The author wrote the following simple BASIC program to verify May’s findings:
INPUT “Enter the growth factor: “; R
INPUT “Enter the initial population size: “;X
LOOP:
XNEXT = R * X * (1-X) ‘Logistic differential formula
PRINT XNEXT
ITERATIONS = ITERATIONS + 1
IF XNEXT = LASTX THEN GOTO FINISH
LASTX=X
X=XNEXT
GOTO LOOP
FINISH:
PRINT “Iterations to achieve stability = “;ITERATIONS
END
Running this program clearly demonstrates May’s findings. When a value less than three is entered for the growth factor, the program achieves convergence. However, when a value of three of more is entered, the program never achieves stability. The computed value for the variable enters a state of stable chaos where it alternates between two or more values with periods of apparent randomness.
While examining line noise in IBM communication systems, Benoit Mandelbrot (1977) discovered that the apparent random noise bursts were actually following a regular cycle (the Cantor mathematical set). By examining the noise using various time periods, Mandelbrot was able to model the noise. German mathematician Georg Cantor (1845-1918) had discovered these sets nearly one hundred years before, while demonstrating that there are many different infinities. Cantor demonstrated a one-to-one correspondence between the space defined by a cube and the space of the universe. Both contained an infinite number of points (McNeill and Freiberger, 1993).
Mandelbrot also hypothesized the Noah and Joseph Effects. The Noah Effect states that change happens in discrete jumps. The Joseph effect states that some things tend to persist. These two effects push the world in different directions (Gleick, 1987, p. 92-94)
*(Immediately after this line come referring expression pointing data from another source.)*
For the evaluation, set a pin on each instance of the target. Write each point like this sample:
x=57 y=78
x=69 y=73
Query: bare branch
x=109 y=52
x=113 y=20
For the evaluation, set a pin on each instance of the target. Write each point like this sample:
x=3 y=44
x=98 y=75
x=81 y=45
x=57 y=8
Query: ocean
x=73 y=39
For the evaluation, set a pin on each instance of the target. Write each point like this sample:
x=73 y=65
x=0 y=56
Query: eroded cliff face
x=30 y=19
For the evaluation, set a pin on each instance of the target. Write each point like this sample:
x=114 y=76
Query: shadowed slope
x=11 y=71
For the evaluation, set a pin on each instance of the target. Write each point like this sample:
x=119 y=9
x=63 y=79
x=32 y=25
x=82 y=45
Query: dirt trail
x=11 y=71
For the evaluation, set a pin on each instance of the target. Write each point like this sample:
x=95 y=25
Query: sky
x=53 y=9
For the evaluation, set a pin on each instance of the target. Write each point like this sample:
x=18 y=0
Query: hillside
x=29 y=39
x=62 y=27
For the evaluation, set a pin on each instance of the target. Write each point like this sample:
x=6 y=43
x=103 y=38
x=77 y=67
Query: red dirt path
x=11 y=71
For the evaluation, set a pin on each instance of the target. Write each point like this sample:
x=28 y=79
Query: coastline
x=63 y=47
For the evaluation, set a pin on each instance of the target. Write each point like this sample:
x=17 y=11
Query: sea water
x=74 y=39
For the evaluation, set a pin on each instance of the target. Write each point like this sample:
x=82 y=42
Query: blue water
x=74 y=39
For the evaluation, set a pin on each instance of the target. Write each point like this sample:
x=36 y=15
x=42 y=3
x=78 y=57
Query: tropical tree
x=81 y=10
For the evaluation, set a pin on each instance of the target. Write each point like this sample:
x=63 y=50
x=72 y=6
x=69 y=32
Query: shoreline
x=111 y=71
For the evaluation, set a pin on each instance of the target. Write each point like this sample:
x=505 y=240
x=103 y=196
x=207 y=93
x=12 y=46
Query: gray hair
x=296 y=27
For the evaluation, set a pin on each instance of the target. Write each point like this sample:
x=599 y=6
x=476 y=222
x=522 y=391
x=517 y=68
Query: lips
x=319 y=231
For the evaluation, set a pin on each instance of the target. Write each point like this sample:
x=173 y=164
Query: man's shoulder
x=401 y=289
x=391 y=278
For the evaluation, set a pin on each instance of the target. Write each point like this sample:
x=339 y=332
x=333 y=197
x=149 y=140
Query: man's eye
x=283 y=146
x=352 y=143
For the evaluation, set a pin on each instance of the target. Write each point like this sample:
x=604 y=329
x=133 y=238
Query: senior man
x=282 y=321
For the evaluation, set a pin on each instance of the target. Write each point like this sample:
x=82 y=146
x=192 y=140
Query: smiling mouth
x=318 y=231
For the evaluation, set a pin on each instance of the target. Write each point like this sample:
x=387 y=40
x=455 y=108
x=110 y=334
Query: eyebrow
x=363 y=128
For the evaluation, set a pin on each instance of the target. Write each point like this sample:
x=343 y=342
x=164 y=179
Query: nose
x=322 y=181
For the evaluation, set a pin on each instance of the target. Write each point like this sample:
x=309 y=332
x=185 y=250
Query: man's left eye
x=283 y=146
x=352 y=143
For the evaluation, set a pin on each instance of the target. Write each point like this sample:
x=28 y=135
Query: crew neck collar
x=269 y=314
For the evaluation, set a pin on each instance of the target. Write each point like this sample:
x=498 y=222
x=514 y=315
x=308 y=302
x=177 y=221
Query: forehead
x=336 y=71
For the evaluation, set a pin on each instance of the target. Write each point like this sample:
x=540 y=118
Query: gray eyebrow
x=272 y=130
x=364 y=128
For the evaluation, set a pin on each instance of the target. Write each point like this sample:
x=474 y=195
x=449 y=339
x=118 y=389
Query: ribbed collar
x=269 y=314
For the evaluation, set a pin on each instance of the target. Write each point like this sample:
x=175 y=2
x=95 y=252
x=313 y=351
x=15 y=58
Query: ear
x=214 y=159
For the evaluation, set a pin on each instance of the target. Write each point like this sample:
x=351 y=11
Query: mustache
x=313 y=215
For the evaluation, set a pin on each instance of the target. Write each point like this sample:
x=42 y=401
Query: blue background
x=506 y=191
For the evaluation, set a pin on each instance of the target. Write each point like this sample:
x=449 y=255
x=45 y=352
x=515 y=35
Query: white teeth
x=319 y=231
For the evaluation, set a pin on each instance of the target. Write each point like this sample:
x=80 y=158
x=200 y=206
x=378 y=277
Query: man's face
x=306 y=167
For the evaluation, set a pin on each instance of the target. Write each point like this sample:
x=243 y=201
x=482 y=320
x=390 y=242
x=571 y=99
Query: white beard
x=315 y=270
Mandelbrot has pointed out the chaos theory models a rough, pitted world. Mountains are not seen as cones and lightning doesn’t travel in a straight line. In Mandelbrot’s most famous experiment, he asks the question “how long is a coast line?”. Common sense would dictate that the distance is a real number, however, it turns out that it depends on the observers measuring technique. As the observer uses a smaller and smaller measurement tool, the estimate of the coastline becomes increasingly large. In fact, Mandelbrot argues that the actual length is infinite (at least until the measuring tool is at the atomic level). Furthermore, Mandelbrot proposed that the concept of dimension itself can only be stated relative to an observer. He proposed the word fractal as a way of visualizing infinity on the dimension of roughness. Fractal implies a quality of self-similarity.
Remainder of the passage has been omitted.